Now winecfg is broken (because the confirmation buttons are off-screen), and those fonts are still too thin and too faint; they aren't any bigger, either.
Checking the Wine FAQ: https://gitlab.winehq.org/wine/wine/-/wikis/FAQ#wines-windows-and-fonts-are-extremely-large
Wine's windows and fonts are extremely large
Sometimes you can use the Alt key and the mouse to move the winecfg window so you can reach the "Screen Resolution" slider on the Graphics tab; slide it down. Changes will not effect the winecfg window until it's restarted.
[I have no alt key on my mouse]
If that doesn't work, you can use this one line registry change (all one line):
[I tried and it hasn't worked]
If all fails, you could remove your
~/.wine
directory and reinstall your Windows applications.Are there any Ease of Use settings, Like windows has? Could a screen magnifier option be of use?
I tried that.
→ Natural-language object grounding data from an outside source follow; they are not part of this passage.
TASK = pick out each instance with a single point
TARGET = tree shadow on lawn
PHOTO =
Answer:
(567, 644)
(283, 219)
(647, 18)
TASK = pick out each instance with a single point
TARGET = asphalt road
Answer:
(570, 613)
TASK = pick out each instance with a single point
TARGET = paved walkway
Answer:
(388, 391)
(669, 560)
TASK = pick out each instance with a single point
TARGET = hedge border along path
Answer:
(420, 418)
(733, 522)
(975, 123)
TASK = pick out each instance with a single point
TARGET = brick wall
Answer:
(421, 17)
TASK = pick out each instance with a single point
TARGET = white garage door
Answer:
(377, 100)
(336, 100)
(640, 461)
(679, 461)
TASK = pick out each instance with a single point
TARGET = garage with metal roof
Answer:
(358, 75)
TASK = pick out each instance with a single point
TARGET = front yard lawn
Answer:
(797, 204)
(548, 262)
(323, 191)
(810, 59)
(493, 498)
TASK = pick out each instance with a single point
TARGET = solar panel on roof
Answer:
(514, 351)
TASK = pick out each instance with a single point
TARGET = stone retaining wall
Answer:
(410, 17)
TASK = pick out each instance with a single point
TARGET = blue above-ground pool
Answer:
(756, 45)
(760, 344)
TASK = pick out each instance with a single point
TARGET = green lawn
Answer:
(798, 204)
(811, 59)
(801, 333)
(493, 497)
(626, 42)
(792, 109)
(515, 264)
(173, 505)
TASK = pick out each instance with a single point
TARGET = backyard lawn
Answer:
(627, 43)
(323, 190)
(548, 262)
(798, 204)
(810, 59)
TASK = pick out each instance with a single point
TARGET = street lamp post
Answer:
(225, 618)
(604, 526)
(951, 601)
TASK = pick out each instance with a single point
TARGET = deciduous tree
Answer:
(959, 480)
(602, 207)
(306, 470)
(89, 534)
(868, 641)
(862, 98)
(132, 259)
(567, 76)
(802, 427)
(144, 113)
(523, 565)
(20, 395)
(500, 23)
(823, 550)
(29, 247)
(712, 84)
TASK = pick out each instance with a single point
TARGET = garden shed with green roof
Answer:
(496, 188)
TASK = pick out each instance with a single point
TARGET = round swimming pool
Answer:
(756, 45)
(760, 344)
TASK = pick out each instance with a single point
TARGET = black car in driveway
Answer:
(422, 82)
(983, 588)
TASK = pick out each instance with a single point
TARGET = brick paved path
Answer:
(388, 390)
Increasing the dpi setting enough to read the text in wineconfig was already breaking other apps; increasing it further broke wineconfig.
The Wine FAQ suggests several steps which didn't work, and then removing wine and reinstalling all Windows apps: https://gitlab.winehq.org/wine/wine/-/wikis/FAQ#wines-windows-and-fonts-are-extremely-large
I don't use Linux with WINE so I probably can't be of much help here, unfortunately. A quick search turned up WINE fonts are ugly - Support / Third-party Applications - Manjaro Linux Forum, which has some suggestions and no conclusion, but I expect that you've already seen that link. It does look like the aliased font issue described above (the WINE renderer isn't giving antialiased fonts for dialogs) might be at the root of the problems that you're having because the fonts are all only a single pixel wide.
I think that when the documentation says "Sometimes you can use the Alt key and the mouse to..." it probably means to hold down the Alt key on the keyboard while you use the mouse, not that there should be an Alt key on the mouse.
I managed to click on the number by the slider, tab a couple times, hit enter, log out, log in, and eventually get winecfg working again. I guess I should try using Lutris, or one of the Wine-bottler tools, which would give each app its own wineprefix, dpi settings, etc., though I don't know which settings would help.
If you get it figured out, please let us know. CC3+ on Linux questions come up from time to time and it's never clear to me if they are resolved or if people just give up.
I tried to make the text clearer and the only thing that worked was to drop the monitor resolution slightly
Rob
I decided to try CC3 on Windows, and I encounter the same too-thin/too-faint text there, too. It's like my Linux screenshot from April 27th, not like Loopysue's Windows screenshot.